En ese escenario, aparece inevitablemente un nombre: Neymar. Endrick no duda al situarlo en el lugar que cree que merece. “Neymar tiene ADN brasileño. Es uno de los mejores de nuestra historia”, dijo, con la naturalidad de quien ha crecido viéndolo como referencia absoluta. No suena a reverencia vacía, sino a reconocimiento de herencia: de Ronaldinho a Neymar, y de ahí a la generación que viene.
En paralelo, el joven delantero también mira al banquillo que marcará buena parte de su futuro inmediato: Carlo Ancelotti. Su relación con el técnico italiano, al que muchos ven como un gestor de egos, para él va más allá del dibujo táctico. “Me llevo muy bien con Ancelotti. Es un gran entrenador y te entiende muy bien como persona. Sé que me tienen mucho respeto”, aseguró. Esa sensación de respaldo desde el cuerpo técnico puede ser oro cuando llegue la hora de competir por un sitio real en la plantilla blanca.

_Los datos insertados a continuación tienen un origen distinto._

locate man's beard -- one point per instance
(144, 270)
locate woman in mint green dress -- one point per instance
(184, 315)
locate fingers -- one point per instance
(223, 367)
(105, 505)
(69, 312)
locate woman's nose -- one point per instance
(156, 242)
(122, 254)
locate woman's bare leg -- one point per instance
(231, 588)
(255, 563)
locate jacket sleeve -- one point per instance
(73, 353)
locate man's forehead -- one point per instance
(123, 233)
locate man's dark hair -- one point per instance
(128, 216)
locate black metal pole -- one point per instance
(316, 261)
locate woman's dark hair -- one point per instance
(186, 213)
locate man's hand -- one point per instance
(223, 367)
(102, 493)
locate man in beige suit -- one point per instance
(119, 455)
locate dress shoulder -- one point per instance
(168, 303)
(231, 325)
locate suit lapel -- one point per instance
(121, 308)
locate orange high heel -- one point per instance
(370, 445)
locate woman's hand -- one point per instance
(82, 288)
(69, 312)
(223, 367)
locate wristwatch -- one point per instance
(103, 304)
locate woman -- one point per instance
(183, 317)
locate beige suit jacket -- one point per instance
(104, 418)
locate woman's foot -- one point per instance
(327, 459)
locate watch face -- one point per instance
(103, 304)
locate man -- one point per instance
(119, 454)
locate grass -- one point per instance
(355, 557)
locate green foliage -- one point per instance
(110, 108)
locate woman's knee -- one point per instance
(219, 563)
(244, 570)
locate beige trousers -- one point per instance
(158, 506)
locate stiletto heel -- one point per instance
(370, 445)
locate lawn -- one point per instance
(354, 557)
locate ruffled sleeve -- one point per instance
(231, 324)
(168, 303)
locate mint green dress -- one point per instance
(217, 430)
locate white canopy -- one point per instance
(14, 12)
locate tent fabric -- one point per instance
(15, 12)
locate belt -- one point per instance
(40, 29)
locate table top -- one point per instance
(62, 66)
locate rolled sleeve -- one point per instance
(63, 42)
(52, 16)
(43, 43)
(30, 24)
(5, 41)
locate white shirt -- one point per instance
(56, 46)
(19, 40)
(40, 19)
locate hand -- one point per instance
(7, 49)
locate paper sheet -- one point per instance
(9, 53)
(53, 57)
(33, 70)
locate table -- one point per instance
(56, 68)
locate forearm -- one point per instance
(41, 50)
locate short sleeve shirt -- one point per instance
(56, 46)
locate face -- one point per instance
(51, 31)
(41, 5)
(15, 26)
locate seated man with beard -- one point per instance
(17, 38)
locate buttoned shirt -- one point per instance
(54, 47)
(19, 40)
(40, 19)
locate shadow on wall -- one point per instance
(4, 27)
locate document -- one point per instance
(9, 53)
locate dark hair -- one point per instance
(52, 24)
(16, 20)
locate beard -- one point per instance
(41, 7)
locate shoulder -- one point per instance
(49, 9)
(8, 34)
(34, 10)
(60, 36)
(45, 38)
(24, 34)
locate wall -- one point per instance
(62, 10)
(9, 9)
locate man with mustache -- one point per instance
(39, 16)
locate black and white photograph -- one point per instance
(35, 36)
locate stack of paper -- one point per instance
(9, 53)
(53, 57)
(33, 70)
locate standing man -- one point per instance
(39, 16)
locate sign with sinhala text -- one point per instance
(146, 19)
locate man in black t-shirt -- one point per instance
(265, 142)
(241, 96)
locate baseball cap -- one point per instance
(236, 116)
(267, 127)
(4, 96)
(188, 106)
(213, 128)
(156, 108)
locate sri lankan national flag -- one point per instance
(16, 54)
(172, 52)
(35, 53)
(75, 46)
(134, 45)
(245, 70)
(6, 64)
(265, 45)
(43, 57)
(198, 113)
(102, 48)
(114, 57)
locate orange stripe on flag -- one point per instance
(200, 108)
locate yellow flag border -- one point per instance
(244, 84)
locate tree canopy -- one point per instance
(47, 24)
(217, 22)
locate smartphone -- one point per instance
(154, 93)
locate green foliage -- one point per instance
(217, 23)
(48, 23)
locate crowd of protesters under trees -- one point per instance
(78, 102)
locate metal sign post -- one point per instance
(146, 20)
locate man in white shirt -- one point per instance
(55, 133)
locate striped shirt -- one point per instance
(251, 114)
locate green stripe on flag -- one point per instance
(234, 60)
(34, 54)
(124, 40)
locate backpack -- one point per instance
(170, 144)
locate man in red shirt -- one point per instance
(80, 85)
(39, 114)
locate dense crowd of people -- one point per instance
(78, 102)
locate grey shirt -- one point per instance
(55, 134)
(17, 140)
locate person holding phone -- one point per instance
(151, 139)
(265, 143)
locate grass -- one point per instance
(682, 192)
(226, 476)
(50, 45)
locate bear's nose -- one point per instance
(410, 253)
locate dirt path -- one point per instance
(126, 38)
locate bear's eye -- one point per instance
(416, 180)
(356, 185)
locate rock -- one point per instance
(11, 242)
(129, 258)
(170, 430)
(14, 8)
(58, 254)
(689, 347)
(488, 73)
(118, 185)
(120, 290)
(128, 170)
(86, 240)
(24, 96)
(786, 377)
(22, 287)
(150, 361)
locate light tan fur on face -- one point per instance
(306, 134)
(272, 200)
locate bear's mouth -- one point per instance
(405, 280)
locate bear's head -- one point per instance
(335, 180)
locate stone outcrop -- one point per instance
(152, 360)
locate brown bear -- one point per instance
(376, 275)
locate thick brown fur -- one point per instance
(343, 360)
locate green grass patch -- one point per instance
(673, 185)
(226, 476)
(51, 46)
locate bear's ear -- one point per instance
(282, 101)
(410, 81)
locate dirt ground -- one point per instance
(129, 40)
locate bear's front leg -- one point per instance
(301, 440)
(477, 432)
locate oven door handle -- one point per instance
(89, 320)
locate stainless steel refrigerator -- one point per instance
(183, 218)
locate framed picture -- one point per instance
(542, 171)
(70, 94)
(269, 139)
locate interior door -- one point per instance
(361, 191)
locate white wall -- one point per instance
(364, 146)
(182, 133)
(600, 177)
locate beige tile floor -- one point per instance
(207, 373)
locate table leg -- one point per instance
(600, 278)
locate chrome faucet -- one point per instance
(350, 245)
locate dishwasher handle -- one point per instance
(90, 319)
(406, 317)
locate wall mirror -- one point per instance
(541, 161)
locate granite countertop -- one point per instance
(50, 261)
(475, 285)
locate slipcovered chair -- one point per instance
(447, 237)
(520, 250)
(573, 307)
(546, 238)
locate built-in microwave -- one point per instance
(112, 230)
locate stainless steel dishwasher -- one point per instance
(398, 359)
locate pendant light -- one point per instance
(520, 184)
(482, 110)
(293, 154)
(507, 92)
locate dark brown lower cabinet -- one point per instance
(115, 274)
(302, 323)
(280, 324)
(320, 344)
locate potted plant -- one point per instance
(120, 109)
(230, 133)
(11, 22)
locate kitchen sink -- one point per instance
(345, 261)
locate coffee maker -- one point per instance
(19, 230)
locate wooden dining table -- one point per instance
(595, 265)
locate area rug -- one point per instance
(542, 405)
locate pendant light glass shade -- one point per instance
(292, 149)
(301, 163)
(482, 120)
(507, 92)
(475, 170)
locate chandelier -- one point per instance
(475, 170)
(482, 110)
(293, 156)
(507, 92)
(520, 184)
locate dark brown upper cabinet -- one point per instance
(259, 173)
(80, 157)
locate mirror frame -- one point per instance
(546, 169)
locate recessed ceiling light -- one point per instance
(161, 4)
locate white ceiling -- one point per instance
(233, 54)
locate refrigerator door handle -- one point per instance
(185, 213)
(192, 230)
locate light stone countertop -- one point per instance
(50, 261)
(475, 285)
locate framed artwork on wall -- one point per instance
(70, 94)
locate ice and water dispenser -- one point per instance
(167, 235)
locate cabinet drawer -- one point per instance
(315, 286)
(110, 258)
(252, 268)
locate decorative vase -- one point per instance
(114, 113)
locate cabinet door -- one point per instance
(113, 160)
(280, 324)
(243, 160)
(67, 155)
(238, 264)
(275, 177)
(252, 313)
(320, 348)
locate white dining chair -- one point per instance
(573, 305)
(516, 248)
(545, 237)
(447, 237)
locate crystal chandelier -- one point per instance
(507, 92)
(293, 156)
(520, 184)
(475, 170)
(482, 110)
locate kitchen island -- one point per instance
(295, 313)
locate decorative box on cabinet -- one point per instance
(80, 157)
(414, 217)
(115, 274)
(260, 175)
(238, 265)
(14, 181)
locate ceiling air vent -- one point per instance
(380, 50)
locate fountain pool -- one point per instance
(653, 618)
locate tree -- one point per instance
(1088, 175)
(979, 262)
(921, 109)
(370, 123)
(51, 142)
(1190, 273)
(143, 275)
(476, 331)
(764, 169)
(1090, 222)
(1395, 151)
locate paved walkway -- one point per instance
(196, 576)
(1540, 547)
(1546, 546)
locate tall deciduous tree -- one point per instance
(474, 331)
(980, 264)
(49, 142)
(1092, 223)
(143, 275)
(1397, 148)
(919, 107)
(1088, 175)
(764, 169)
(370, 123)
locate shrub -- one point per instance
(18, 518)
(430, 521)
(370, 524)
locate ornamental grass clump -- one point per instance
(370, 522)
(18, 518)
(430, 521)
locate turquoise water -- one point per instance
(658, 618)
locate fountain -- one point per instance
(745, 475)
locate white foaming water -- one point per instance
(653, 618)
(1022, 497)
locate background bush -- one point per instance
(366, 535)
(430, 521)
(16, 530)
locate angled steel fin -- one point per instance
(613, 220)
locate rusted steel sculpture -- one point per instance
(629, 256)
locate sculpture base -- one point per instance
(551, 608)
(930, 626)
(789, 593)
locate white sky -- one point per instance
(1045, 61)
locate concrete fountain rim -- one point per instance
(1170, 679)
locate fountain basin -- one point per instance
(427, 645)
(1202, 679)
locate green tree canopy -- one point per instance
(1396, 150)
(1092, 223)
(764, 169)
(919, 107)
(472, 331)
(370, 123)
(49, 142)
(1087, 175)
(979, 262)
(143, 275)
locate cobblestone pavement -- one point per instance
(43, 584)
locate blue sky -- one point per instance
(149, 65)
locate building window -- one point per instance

Endrick vive hoy en un punto intermedio: lejos del foco central del Real Madrid, pero cada vez más cerca de convertirse en algo más que una promesa. Se ha ido para crecer. Ha sufrido, ha aprendido, ha jugado. Tiene el teléfono lleno de mensajes de estrellas que ya están donde él quiere llegar y un Mundial en el horizonte.
La pregunta ya no es si el chico soportará el peso de ese camino. La verdadera incógnita es cuánto tiempo tardará en convertir todo este aprendizaje en protagonismo real en el Bernabéu.